Tibalah saat pertama kali saya datang ke rumahnya dan bertemu anak yang akan saya ajarkan. Dia seorang anak laki-laki yang tidak perlu saya sebutkan namanya, dan ditemani oleh pengasuhnya (baby sitter). Pada awalnya saya tidak berpikir kalau dia memiliki perbedaan dengan anak lainnya. Seperti anak pada umumnya, pada awal bertemu dia masih bersikap malu dan belum membuka diri. Di hari pertama itu pula saya tidak langsung mengajar namun saya memilih untuk melakukan pendekatan agar dia merasa nyaman dan saya bisa mengenal lebih jauh anak itu, yaitu dengan mengajaknya bermain dan bertanya bermacam-macam pertanyaan sederhana. Dia sekolah di salah satu taman kanak-kanak bertaraf internasional di Jakarta. Saat itu juga saya meminta pengasuhnya untuk menyiapkan hal-hal yang dibutuhkan selama anak itu belajar.

Pertemuan selanjutnya saya mulai mengenalkan huruf hijaiyah berdasarkan urutan dalam metode Iqro. Begitu seterusnya hingga beberapa minggu kemudian saya mulai merasa anak itu berperilaku jauh lebih aktif dan seringkali sulit diatur. Mulanya saya berpikir mungkin itu wajar jika dilihat dari usia, tentu pada masa itu adalah masanya ia senang bermain, terutama anak laki-laki. Saya juga berpikir mungkin ia merasa bosan belajar, makanya saya mix and match metode belajar dan media belajar yang saya gunakan.

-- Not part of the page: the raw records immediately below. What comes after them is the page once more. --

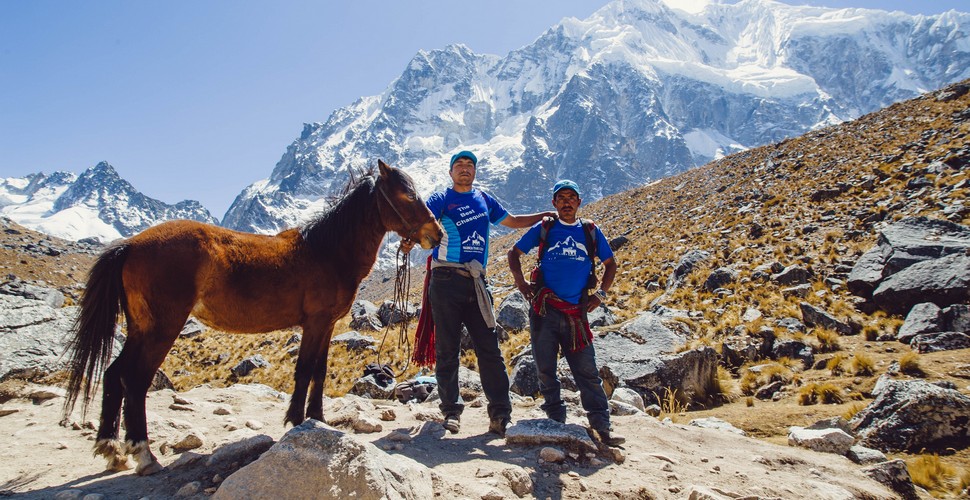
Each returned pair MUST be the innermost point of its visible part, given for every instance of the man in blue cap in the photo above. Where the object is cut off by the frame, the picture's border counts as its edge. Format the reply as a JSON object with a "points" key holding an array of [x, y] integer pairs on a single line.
{"points": [[560, 299], [458, 295]]}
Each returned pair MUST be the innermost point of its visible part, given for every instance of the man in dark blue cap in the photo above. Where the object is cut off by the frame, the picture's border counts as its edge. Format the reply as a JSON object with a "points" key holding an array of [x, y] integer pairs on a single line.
{"points": [[560, 300], [458, 295]]}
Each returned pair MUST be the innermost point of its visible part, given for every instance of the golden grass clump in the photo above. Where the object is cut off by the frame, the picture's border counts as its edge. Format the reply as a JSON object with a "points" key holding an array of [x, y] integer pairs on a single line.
{"points": [[726, 386], [863, 365], [852, 410], [828, 340], [752, 380], [671, 403], [909, 364], [935, 475], [834, 365], [824, 393]]}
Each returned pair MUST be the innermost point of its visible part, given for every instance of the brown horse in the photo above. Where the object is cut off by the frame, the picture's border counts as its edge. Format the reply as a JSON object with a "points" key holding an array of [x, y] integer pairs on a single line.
{"points": [[234, 282]]}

Setelah 3 bulan saya mengajar, perilaku anak itu makin menjadi-jadi. Bukan hanya berperilaku sangat aktif, namun kadang membuat saya merasa terganggu. Ia selalu sulit fokus dan perhatiannya justru malah kemana-mana, bahkan terkadang ia asyik dengan khayalannya sendiri. Ketika dia sulit diatur, ia justru malah menjerit, menangis dan memberontak seakan saya sudah melakukan hal tidak baik kepadanya. Tidak jarang anak itu sempat menendang dan memukul saya ketika saya meminta untuk kembali fokus belajar. Saya mulai khawatir dan merasa tidak enak kepada orang tuanya. Alhamdulillah Allah memberi saya kesabaran jadi saya tidak pernah marah kepadanya. Namun justru dari sinilah saya mulai mencari tahu apa sebabnya karena menurut saya sikapnya sangat berbeda dengan anak seusianya.

Saya mulai memperhatikan bagaimana lingkungan anak itu tinggal, salah satunya yang paling saya perhatikan bagaimana cara orang tuanya memperlakukannya. Kedua orang tuanya memang sibuk bekerja, namun tidak ada kesenjangan komunikasi antara anak dan orang tuanya. Menurut saya tidak ada yang aneh dalam pola asuh anak tersebut. Sampai akhirnya, saat kuliah saya belajar tentang anak berkebutuhan khusus, salah satunya membahas soal ADHD.

Setelah mengetahui sedikit tentang ADHD, saya mencari lebih lanjut tentang hal itu, karena saya merasa mengapa anak yang saya ajarkan memiliki indikasi yang mirip dengan anak ADHD.

ADHD (Attention Deficit Hyperactivity Disorder) adalah gangguan perkembangan dalam peningkatan aktivitas motorik anak-anak hingga menyebabkan aktivitas anak-anak yang tidak lazim dan cenderung berlebihan. Hal ini ditandai dengan berbagai keluhan perasaan gelisah, tidak bisa diam, tidak bisa duduk dengan tenang, dan selalu meninggalkan keadaan yang tetap seperti sedang duduk, atau sedang berdiri. Beberapa kriteria yang lain sering digunakan adalah suka meletup-letup, aktivitas berlebihan, dan suka membuat keributan.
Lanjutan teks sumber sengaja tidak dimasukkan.